Originally Posted By RapidRobert
take off the cap & check that the rotor is retracted all the way (it should be from the springs unless the slots/pins are gummed up). loosen the holddown clamp & turn the dist housing slightly a bit till the magnet is dead even with the closest reluctor tooth. tighten the clamp.
Make a magic marker mark on the side of the dist housing straight down vertical/plumb from the rotor tip clocking. replace the cap & make another magic marker mark on the dist housing side inline with the "bulge" of the particular cap terminal where the rotor is located at which will be pretty close to your first mark.

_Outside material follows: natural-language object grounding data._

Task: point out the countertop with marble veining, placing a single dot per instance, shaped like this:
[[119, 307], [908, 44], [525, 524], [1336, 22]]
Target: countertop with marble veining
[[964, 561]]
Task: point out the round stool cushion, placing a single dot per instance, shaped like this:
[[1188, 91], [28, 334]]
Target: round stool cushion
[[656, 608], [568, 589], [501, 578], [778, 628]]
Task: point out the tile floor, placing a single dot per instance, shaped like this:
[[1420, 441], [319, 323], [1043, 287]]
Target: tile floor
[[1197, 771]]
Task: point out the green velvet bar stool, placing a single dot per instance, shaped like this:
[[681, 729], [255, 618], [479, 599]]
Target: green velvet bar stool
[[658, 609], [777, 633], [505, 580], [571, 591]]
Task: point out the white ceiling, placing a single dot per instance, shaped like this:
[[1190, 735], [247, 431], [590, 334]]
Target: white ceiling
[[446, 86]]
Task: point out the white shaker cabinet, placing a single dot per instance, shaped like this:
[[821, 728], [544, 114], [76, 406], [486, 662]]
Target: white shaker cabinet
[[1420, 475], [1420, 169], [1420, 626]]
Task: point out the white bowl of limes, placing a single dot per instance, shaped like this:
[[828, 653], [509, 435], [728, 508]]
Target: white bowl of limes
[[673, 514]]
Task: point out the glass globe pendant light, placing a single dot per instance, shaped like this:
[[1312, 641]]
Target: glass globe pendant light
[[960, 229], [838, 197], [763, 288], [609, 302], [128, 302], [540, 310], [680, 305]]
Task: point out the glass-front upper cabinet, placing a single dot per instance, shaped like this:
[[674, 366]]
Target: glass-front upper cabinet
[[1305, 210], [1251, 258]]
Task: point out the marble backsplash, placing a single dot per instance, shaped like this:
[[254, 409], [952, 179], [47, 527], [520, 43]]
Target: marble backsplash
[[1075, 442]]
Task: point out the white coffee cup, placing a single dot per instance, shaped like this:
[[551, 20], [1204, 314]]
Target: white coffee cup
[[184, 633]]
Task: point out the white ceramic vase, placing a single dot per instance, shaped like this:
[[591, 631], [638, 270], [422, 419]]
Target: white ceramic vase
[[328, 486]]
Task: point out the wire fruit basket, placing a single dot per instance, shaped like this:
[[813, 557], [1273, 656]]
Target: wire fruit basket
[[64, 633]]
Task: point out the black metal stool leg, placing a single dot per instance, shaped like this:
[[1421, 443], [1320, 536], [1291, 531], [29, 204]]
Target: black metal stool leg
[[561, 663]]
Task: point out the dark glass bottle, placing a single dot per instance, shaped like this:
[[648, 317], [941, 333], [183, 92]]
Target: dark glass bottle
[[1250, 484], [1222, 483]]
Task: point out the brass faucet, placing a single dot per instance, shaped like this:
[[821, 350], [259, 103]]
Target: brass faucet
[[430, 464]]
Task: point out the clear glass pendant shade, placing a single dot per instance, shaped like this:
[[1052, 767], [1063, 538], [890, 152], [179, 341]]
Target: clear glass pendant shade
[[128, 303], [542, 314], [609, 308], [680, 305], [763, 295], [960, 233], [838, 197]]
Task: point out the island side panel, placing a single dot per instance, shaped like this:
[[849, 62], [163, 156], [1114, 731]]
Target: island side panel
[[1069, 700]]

You want the rotor at rest to be pretty much clocked right at the cap terminal bulge center & the can will shift RP CCW on a SB so ideally you want the rotor to be a bit CW from dead centered. edge to edge in a vertical plumb CL is good. You do have some leeway there cuz the cap terminal is .214" wide and the rotor terminal is .244" and the can shifts the rotor .023" around its travel arc for every degree stamped on the can. also check the rotor tip to cap terminal clearance, ideal is to reduce it to .015" by drilling out the rivet & makeing your own blade. On OE dists, the reluctor gap opens up as the can adds advance so if your dist does not then that is a bennie. Are you sure yours is staying at the same .008"?


Yes I'm positive, before installing this firecore distributor I removed the cap and
Checked all 8 reluctor blades to pick up coil post clearneces with a brass feeler gauge, all of them were at .008.
I then hooked up my brand new mity vac hand pump to the vacuum advance and deployed the vacuum advance untill the arm was fully pulled out and I held it there with the mity vac while I went around each tooth on the reluctor and again they were all at .008.
The rotor that came with this firecore distributor already has a longer blade then the factory rotor blade.
I was thinking about buying a cheap distributor cap and drilling a hole
In it by the number 1 plug tower and then hooking my timing light up to it and watching it at 2500 with the vacuum advance plugged in and then I can get an idea of how far off the phasing is.
Then I suppose I could ether buy the reluctor that Rick ehnberg sells that has multiple key ways cut into it for rotor phasing, or I can buy another cap and modify a new slot on the base of it to put it on the distributor.
Or I could send it back to firecore and make it their problem to fix it cause it's still under its warranty.